26 Haziran 2015 Cuma

Alican Albayrak


Alican Albayrak'ın kendi kaleminden hikayesi:
2 Nisan 1987 tarihinde yağmurlu bir akşam, İzmir' de, normal süresinden daha geç dünyaya gelen oyuncu, yağmurlu havayı güneşli havadan çok sevmesini ve hayatın gereğinden fazla hızlı olduğunu düşünmesini hala bu olaya bağlıyor. Doğumuyla birlikte adının ne olacağına dair aile içinde ufak çapta bir infiale yol açmış olmasını ve ebeveynlerinin uzun tartışmalar sonucu "ikimizin de dediği olsun" sürecine girmesini hep güzel talih olarak değerlendirmiştir. Ailesinin tek çocuğudur.

Fazla hareketli bir çocukluk dönemi içerisinde öğrenim hayatına İzmir' de başlayan Alican, okuma-yazma ve dört işlem meselesini 4 (dört) yaşında çözmesinin kaymağını yıllarca yedi. Hala kullandığı ve muhtemelen hayatı boyunca kullanacağı lakabını bu yıllarda almıştır.
Her akranı gibi kendisi de 90'lı yılların Pazar gecesi klasiği "Parliament Sinema Kulübü' nün" bıkmak usanmak nedir bilmeden her hafta verdiği Batman filmini hayranlıkla izlemiş ve tamamen kontrol dışı gelişen bir şekilde en sevdiği renk Parliament Mavisi olmuştur.
Uğurlu sayısının ne ara ve ne sebeple 3 (üç) olduğunu kendisi de hala bilmiyor.
İlk aşkı okulun tiyatro koluna yazıldığında, Alican 8 yaşındaydı. Arkadaşlarının günler süren yoğun bezdirme politikası sonuç verdi ve kendisini "elime mi yapışacak acaba" cümlesiyle ikna ederek kızın peşinden tiyatro koluna yazıldı. Sahneyle ilk tanışma ve ilk aşk acısı, kızın "prenses", sınıfın örnek çocuğunun "prens", kendisinin "ağaç" olduğu bu oyuna tekabül eder.
Akıbetini merak edip de küçük çapta bir araştırma yapmasıyla kızın, iki çocuk sahibi mutsuz bir muhasebeci olduğunu öğrenmesi ve hayatının zaferini yaşaması ise 2011 yılına…
Basketbola çocuk yaşta başlayan Alican, her zaman, sanatı ve sporu bir arada yürüten sosyal bir çocuk olmuştur.
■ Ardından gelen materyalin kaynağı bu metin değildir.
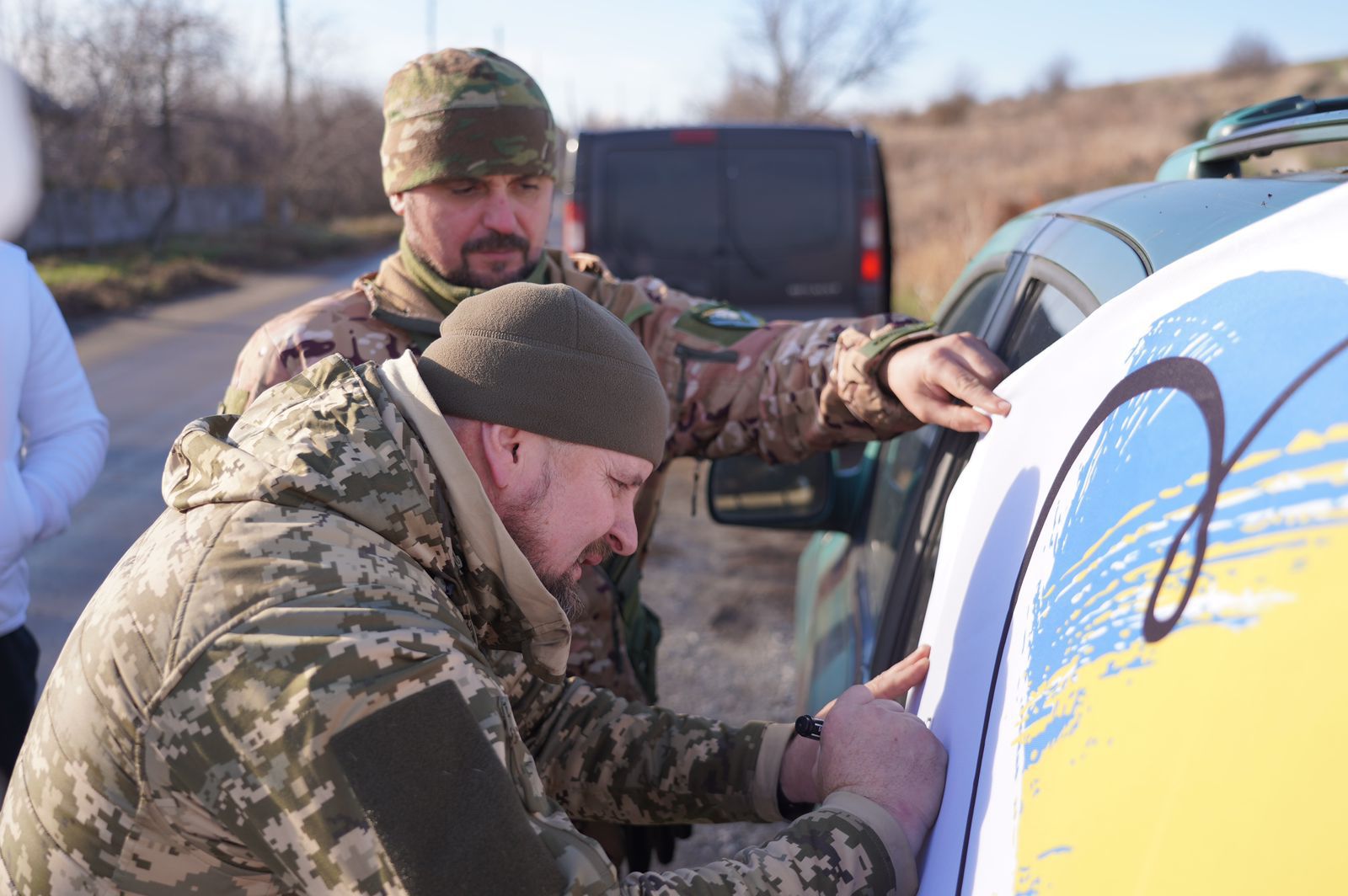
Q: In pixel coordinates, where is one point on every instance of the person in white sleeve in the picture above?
(53, 441)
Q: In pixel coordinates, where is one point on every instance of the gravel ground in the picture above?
(725, 599)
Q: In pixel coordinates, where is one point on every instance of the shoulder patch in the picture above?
(719, 323)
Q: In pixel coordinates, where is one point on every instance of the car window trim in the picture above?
(1115, 232)
(1042, 269)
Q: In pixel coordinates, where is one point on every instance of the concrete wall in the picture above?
(78, 219)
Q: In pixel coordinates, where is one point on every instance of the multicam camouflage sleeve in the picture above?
(739, 384)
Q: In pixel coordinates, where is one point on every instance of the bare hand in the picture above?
(896, 680)
(928, 377)
(799, 765)
(878, 749)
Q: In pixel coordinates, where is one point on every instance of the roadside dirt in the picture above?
(725, 597)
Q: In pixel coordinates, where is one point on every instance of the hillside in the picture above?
(961, 168)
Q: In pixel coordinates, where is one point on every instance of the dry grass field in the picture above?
(959, 170)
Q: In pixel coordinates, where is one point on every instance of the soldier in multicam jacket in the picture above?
(309, 677)
(469, 158)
Karşıyaka Spor Kulübü' nün alt yapısında geçen 8 senenin sonunda, maçta talihsiz bir kaza geçirdi ve sağ ayağına bir seneliğine veda etmek zorunda kaldı. Yatarak geçen 1 (bir) sene içerisinde düşünmek için bol bol vakit bulan Alican, hayatının geri kalanını keyif aldığı şeyleri yaparak geçirme kanaatine varıp çocukken daha bünyesinde bir tutku halini almış savaş uçaklarına ve tiyatroya ağırlık verdi.
Büyük bir hevesle askeri lise sınavlarına hazırlanırken, boyu 1.90' ın üzerinde olduğu için pilot olamayacağı kendisine uygun bir dille anlatılan Alican, o günden beri emekli pilotlarla daha fazla zaman geçiriyor.
İlköğretimin bir kısmını Özel İzmir Lisesi, ortaöğretimini Özel Ege Lisesi ve liseyi Karşıyaka Şemikler Lisesi'nde tamamladı.
Lise yıllarında artık geleceğe dair fikirleri netleşen Alican yoğun bir programla Güzel Sanatlar Fakültesi giriş sınavlarına, İzmir Güzel Sanatlar Oyuncuları özel Tiyatrosu'nda hazırlanmaya başladı. Bu yoğun hazırlık süreci daha ilk senesinden meyvesini verdi ve 2004 yılında Süleyman Demirel Üniversitesi-Güzel Sanatlar Fakültesi/Oyunculuk Ana Sanat Dalı öğrenimine hak kazandı. İzmir Devlet Tiyatrosu'nda stajını tamamlayan ve son derece keyifli geçen üniversite hayatı sonrası bir gecede verilmiş ani bir kararla ABD' ye sanatın okyanus ötesini öğrenmeye giden Alican, burada bir süre workshoplara katılıp ülkesine geri döndü.
Parmağa batan kıymığın çıkartılmazsa kalbe yürüyeceğine dair şehir efsanesini denemeye karar verip, serçe parmağına batan kıymığı 2 (iki) sene sonra battığı yerin 7 cm. ilerisinden illallah ederek çıkartması bu yıllarda gerçekleşmiştir.
ABD' den döner dönmez ekrana Derin Sular dizisinde "Kuzey" rolüyle, Fox TV' den giriş yapan Alican, 116 bölümden sonra kamera önündeki kariyerine ATV' de yayınlanan Uçurum dizisinde "Atıl" rolüyle devam etti. Uçurum bittikten sonra sağlık sorunları nedeniyle 1 (bir) sene ara vermek zorunda kalan oyuncu, KanalD' de yayınlanan İnadına Yaşamak dizisinde "Çekmece Nuri" ardından yine ATV' de yayınlanan Diğer Yarım dizisinde "Poyraz" rolünü aldı. Hali hazırda ekrandaki kariyerine devam ediyor.